REMOVAL OF TEST SUBSTANCE
- Washing (if done): Rinsing of the application site with warm water.
- Time after start of exposure: after 24 hours of exposure


TEST MATERIAL
- Amount(s) applied (volume or weight with unit): 4 g/kg (50% testsubstance)
- Concentration (if solution): 50 g/100 ml
- Constant volume or concentration used: yes
- For solids, paste formed: yes
Duration of exposure:
24 hours
Doses:
2000 mg/kg
No. of animals per sex per dose:
5
Control animals:
not specified
Details on study design:
- Duration of observation period following administration: 14 days
- Frequency of observations and weighing: Individual body weights shortly before administration (day 0), weekly thereafter and on the last day of observation. Recording of signs and symptoms several times on the day of application, at least once each workday for the individual animals
- Necropsy of survivors performed: yes
- Other examinations performed: clinical signs, body weight,gross pathology, assessment of the skin reactions
Statistics:
not applicable
Key result
Sex:
male/female
Dose descriptor:
LD50
Effect level:
> 2 000 mg/kg bw
Mortality:
No mortality occurred
Clinical signs:
other: No systemic clinical observations were observed during clinical examination and no local effects (skin) were observed
Gross pathology:
No macroscopic pathologic findings were noted in the animals (5 males and 5 females) examined on the last day of observation
Endpoint conclusion
Endpoint conclusion:
no adverse effect observed
Dose descriptor:
discriminating dose
Value:
2 000 mg/kg bw

Additional information

Acute toxicity: oral

There is no study available, which is performed according to the current guideline.

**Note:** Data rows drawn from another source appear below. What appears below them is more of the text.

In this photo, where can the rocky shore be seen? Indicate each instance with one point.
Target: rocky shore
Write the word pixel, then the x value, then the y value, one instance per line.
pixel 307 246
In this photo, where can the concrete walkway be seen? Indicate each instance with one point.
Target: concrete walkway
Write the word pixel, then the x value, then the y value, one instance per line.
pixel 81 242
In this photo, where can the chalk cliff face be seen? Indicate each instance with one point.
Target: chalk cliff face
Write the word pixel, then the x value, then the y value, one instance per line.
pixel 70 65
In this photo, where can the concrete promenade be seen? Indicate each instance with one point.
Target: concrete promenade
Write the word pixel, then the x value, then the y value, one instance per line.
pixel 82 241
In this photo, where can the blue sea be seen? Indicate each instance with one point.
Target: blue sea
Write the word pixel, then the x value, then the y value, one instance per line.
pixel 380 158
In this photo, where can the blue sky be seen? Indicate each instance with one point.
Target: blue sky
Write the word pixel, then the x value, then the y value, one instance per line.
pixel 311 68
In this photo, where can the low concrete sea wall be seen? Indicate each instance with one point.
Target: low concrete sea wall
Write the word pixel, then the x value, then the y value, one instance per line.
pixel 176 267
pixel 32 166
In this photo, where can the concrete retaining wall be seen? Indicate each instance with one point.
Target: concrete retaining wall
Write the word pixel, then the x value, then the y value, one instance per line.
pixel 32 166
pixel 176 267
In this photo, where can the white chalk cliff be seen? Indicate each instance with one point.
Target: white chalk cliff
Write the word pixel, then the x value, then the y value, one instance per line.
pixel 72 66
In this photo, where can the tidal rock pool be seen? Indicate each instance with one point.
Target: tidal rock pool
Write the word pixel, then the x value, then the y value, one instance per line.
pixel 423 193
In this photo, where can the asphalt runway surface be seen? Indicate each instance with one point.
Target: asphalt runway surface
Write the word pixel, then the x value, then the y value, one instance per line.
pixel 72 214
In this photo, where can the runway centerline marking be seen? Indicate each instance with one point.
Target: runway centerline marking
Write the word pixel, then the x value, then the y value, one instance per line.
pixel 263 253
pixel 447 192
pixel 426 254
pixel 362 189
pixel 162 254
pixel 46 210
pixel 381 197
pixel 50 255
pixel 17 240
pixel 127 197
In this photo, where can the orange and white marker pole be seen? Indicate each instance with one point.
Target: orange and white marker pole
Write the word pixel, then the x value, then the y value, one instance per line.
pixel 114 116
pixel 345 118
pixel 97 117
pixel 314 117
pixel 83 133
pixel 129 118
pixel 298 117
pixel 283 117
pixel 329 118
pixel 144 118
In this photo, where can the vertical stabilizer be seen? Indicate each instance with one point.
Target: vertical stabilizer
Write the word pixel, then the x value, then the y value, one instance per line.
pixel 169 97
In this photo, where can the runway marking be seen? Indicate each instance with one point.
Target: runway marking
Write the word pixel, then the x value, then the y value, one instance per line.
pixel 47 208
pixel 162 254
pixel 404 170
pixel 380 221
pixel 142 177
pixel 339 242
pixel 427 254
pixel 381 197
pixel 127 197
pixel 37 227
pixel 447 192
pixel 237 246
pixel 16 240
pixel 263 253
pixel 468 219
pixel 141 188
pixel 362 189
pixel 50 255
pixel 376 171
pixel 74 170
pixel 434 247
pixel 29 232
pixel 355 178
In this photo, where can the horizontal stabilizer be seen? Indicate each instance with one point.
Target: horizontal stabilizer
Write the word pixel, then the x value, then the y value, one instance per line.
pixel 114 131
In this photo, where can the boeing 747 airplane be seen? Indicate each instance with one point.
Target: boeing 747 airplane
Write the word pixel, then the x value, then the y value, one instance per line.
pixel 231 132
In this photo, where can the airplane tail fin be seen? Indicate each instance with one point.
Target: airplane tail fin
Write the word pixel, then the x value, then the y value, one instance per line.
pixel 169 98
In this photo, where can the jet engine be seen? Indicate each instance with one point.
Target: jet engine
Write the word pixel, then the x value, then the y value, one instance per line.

Nevertheless the study with rats (no data on strain, only 7 days post observation) is considered of sufficient and good quality to allow the evaluation of this endpoint. The LD50 in rats (5 animals/sex/dose) was > 10 000 mg/kg bw (IBDU, purity 90 – 96 %). The only clinical symptom noted was tachypnoea and piloerection at concentrations of 3200 mg/kg bw and higher. Doses of 800, 1000, 1600, 3200, 6400 and 10000 mg/kg bw were tested (BASF AG, 1967).

 

Acute toxicity: inhalation

The results from an inhalation risk test (with outdated methodology and lack of proper analytical verification of the test  atmosphere concentration), where the rats were exposed to the dusty parts (predominant size range of 2 -20 µm) of the test substance for 8 hours at a mean nominal concentration of 2.6 mg/l indicated, that the test substance is not toxic by the inhalation route as no deaths occurred and no clinical signs were noted.

 

Acute toxicity: dermal

A GLP dermal toxicity study was conducted according to OECD guideline 402 with rats (Wistar strain, 14 days of observation). The dermal LD50 in rats (5 animals/sex) was > 2000 mg/kg bw (IBDU, purity 90.3%). There were no unusual observations of any kind at the limit dose of 2000 mg/kg bw (BASF AG, 2008).

Justification for classification or non-classification

No classification and labeling is required, as the oral LD50 was greater than 10000 mg/kg and the dermal LD50 was greater than 2000 mg/kg with no mortality observed in both studies.